Two of the most popular robo-advisors, Wealthfront and Betterment, charge the same 0.25% management fee, but their differences lie in their approach to tax-loss harvesting and target audience.
What Wealthfront is
Wealthfront is a robo-advisor that offers a range of services, including investment management, financial planning, and tax-loss harvesting. It has a minimum investment requirement of $500 and charges a management fee of 0.25%. One of its notable features is direct indexing, which kicks in at $100,000, allowing for more targeted tax-loss harvesting. Wealthfront also offers a cash account with a yield of 4.05%.
Wealthfront's target audience is largely individuals who are looking for a low-cost, automated investment solution. It is particularly suited for those with larger portfolios, as its direct indexing feature can help to minimize taxes.
What Betterment is
Betterment is another popular robo-advisor that offers a range of services, including investment management, financial planning, and tax-loss harvesting. It has no minimum investment requirement and charges a management fee of 0.25%. Betterment's approach to tax-loss harvesting is more focused on goal-based buckets, where investments are allocated to specific goals, such as retirement or a down payment on a house.
Betterment's target audience is broader, catering to individuals with varying investment goals and portfolio sizes. It is particularly suited for those who are looking for a more goal-oriented approach to investing.
Pros and cons at a glance
| Factor | Wealthfront | Betterment |
|---|---|---|
| Fees | 0.25% | 0.25% |
| Minimums | $500 | No minimum |
| Tax features | Direct indexing at $100,000 | Goal-based tax-loss harvesting |
| Target user | Larger portfolios | Varied investment goals |
| Cash account yield | 4.05% | 4.00% |
Better for X: when Wealthfront wins
Wealthfront is a better choice for individuals with larger portfolios, as its direct indexing feature can help to minimize taxes. For example, an individual with a $200,000 portfolio can expect to save around $500 in taxes per year with Wealthfront's direct indexing. To calculate the potential savings, you can use the Freedom Calculator to run the FIRE math behind your investment choices.

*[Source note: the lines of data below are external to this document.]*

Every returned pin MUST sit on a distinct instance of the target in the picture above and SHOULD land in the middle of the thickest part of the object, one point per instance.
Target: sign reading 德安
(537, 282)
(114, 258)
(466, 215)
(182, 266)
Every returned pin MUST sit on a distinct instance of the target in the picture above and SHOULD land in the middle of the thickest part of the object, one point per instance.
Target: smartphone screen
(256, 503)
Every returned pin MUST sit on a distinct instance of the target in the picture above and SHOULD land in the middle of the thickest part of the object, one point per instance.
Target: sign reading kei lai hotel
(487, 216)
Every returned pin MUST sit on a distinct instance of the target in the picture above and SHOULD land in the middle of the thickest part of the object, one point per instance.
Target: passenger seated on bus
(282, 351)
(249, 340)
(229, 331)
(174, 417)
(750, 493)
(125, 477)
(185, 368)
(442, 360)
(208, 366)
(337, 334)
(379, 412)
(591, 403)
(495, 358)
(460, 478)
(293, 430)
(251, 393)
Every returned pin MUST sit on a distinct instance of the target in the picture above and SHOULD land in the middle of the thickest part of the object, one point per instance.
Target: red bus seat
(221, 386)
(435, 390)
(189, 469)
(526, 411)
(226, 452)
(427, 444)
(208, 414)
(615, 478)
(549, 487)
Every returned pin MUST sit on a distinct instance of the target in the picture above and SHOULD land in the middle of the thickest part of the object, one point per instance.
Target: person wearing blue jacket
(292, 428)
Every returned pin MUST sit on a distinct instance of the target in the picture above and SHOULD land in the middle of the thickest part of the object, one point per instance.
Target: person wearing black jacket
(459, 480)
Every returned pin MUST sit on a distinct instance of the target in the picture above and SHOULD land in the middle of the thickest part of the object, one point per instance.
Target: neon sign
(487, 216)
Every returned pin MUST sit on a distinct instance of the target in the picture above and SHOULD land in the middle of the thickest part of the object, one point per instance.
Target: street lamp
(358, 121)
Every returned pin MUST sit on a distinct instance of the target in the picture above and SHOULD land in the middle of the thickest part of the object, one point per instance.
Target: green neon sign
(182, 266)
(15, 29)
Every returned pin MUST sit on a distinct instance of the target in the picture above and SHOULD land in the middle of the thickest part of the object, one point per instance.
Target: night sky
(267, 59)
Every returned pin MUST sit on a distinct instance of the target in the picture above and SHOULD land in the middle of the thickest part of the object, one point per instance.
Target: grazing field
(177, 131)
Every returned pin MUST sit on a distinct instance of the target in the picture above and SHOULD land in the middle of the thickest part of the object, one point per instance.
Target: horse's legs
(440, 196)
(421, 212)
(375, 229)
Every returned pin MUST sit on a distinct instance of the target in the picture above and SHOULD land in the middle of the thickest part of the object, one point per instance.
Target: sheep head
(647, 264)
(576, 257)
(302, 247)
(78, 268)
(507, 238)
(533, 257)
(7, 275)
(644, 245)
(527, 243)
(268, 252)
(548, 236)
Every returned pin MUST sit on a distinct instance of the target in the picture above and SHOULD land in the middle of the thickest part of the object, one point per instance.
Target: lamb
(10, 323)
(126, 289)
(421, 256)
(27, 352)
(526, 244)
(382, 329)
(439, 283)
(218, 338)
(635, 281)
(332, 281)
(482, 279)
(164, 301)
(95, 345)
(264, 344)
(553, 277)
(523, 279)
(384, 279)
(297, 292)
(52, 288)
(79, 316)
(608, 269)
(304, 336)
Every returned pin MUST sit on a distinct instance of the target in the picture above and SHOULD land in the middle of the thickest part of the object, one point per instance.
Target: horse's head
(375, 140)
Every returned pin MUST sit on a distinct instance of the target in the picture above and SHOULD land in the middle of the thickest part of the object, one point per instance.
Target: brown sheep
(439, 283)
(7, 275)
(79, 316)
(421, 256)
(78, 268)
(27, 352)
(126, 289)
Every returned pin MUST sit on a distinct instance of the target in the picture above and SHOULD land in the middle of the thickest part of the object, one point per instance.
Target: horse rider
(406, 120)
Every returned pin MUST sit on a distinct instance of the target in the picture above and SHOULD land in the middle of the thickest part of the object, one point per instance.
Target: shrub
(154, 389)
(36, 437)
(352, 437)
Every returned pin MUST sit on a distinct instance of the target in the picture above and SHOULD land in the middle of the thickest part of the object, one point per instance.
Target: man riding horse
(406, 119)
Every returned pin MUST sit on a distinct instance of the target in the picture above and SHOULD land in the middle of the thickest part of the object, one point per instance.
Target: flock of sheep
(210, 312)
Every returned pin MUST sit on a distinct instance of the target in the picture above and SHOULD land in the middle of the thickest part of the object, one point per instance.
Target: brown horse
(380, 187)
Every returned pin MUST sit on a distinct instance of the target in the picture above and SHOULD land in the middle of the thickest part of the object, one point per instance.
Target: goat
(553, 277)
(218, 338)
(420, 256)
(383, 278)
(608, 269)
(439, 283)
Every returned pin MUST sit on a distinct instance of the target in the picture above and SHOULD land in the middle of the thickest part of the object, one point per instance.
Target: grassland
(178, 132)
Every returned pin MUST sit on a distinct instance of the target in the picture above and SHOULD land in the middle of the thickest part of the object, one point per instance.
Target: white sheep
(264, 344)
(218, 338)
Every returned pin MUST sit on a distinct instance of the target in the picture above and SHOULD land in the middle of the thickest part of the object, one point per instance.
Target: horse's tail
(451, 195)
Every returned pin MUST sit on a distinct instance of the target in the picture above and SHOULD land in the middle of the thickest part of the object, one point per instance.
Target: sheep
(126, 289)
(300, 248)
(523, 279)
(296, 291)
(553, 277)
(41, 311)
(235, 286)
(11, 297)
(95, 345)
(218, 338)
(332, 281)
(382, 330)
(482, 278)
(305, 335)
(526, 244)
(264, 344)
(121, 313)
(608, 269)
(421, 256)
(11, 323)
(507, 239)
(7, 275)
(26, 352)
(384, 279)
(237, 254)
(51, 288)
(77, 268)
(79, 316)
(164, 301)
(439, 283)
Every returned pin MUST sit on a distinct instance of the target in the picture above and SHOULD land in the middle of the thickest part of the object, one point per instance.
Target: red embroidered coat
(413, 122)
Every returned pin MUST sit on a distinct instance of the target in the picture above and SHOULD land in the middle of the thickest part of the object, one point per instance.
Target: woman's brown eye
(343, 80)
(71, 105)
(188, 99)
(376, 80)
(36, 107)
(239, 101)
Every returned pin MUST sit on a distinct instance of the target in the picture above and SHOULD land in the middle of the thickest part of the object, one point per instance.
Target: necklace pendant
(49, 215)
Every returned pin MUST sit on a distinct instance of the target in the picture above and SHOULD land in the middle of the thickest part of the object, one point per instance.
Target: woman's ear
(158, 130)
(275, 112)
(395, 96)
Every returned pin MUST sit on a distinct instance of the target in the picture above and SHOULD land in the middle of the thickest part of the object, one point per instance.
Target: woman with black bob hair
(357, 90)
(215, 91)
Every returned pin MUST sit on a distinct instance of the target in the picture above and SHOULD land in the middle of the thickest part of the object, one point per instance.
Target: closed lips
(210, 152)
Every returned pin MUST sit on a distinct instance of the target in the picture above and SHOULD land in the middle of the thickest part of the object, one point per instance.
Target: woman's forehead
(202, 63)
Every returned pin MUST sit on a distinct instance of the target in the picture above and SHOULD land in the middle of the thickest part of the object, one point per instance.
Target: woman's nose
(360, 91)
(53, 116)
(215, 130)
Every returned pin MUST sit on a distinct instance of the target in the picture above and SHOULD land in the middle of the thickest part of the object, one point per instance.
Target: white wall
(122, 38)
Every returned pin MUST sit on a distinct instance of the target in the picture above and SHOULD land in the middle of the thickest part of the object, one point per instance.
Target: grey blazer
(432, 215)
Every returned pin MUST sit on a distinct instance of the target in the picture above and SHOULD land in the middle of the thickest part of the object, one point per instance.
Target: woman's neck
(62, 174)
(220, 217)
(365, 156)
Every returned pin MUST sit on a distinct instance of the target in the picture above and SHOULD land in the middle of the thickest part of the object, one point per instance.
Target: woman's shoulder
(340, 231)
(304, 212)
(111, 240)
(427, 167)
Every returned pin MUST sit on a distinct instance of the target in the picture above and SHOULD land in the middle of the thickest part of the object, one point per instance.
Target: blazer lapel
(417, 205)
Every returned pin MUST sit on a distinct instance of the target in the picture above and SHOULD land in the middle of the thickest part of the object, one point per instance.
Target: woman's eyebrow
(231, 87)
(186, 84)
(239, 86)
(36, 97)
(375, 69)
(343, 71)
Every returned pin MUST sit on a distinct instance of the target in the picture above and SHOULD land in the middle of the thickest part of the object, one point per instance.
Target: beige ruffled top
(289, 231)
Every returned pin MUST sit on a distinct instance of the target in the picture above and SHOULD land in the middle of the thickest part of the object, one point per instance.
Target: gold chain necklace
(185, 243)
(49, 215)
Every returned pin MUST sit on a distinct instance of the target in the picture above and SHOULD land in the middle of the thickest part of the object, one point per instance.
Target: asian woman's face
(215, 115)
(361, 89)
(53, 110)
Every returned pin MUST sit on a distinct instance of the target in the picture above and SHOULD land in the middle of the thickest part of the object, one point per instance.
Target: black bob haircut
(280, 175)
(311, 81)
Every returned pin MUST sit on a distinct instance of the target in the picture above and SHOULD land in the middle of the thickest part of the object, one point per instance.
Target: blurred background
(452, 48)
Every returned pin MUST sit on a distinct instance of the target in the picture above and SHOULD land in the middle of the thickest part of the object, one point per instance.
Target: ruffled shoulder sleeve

Better for Y: when Betterment wins
Betterment is a better choice for individuals with varied investment goals, as its goal-based approach can help to allocate investments more effectively. For example, an individual who is saving for both retirement and a down payment on a house can use Betterment's goal-based buckets to allocate their investments accordingly. With a $10,000 investment, Betterment's management fee would be $25 per year, compared to Wealthfront's $25 per year.
Bottom line: how to choose
Ultimately, the choice between Wealthfront and Betterment depends on your individual investment goals and portfolio size. If you have a larger portfolio and are looking for a more targeted approach to tax-loss harvesting, Wealthfront may be the better choice. However, if you have varied investment goals and are looking for a more goal-oriented approach, Betterment may be the better fit.